ECC is apparently one of the most powerful and least understood algorithms (I guess that makes sense).
An elliptic curve is the set of points that satisfy a specific mathematical equation. The equation for an elliptic curve looks something like this:
y2 = x3 + ax + b
That graphs to something that looks a bit like the Lululemon logo tipped on its side:
Transport Layer Security (TLS) is based on the Secure Socket Layer (SSL) protocol that was developed in the 1990s by the Netscape Corporation. SSL/TLS uses both asymmetric and symmetric encryption to protect the confidentiality and integrity of data-in-transit. Asymmetric encryption is used to establish a secure session between a client and a server, and symmetric encryption is used to exchange data within the secured session.
TLS is most commonly used with HTTP to make it secure (HTTPS)
A website must have an SSL/TLS certificate for their web server/domain name to use SSL/TLS encryption. Once installed, the certificate enables the client and server to securely negotiate the level of encryption in the following steps:
- The client contacts the server using a secure URL (HTTPS…).
- The server sends the client its certificate and public key.
- The client verifies this with a Trusted Root Certification Authority to ensure the certificate is legitimate.
- The client and server negotiate the strongest type of encryption that each can support.
- The client encrypts a session (secret) key with the server’s public key, and sends it back to the server.
- The server decrypts the client communication with its private key, and the session is established.
- The session key (symmetric encryption) is now used to encrypt and decrypt data transmitted between the client and server.
Both the client and server are now using HTTPS (SSL/TLS + HTTP) for their communication.
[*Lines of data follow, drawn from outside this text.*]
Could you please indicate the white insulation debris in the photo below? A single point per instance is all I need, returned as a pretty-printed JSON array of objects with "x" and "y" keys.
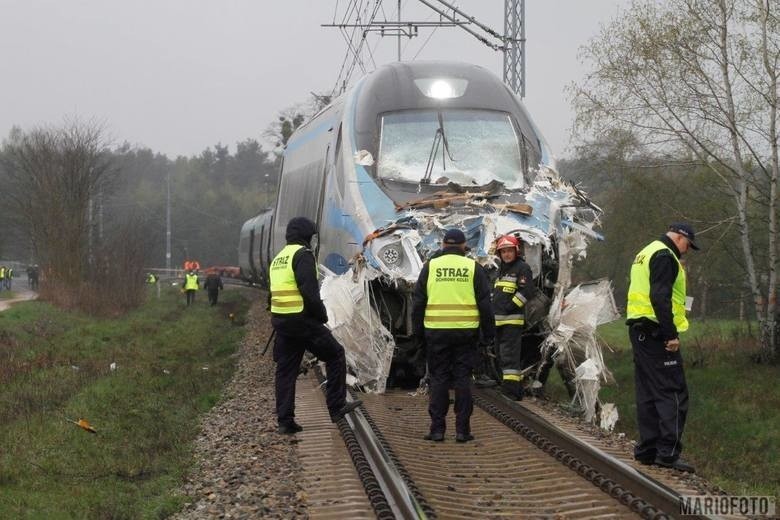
[
  {"x": 573, "y": 336},
  {"x": 356, "y": 325},
  {"x": 395, "y": 253}
]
Web browsers validate this with a lock icon in the browser address bar. HTTPS functions over Port 443.
Once you leave the website, those keys are discarded. On your next visit, a new handshake is negotiated, and a new set of keys are generated.
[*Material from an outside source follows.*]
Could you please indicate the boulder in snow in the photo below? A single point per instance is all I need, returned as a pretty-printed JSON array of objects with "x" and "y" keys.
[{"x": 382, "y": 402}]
Depending on the version of TLS/SSL different symmetric and asymmetric algorithms can be used. Some TLS versions can use RSA for its key exchange and handshake while other versions use Diffie-Hellman. Versions of TLS also use AES or 3DES for its symmetric encryption bulk data transfers.
A question I had while researching about the different encryption techniques and the keys they each use was how the keys themselves are securely stored. Also how most local files were encrypted when stored.
Takes an input of some arbitrary length and hashes it into an output of fixed length. Common data type used when working with certain data (passwords, ...). Hashing is collision free so no two different inputs will be mapped to the same output.
- Hash functions are mathematical functions that transform or "map" a given set of data into a bit string of fixed size, also known as the "hash value."
- Hash functions are used in cryptography and have variable levels of complexity and difficulty.
- Hash functions are used for cryptocurrency, password security, and message security.
Cryptographic hash functions add security features to typical hash functions, making it more difficult to detect the contents of a message or information about recipients and senders. Often hashing functions go through multiple cycles to add to the stored security. Secure Hash Function (SHA) is an algorithm developed by NIST with SHA-3 being the most recent version based on the Keccak algorithm.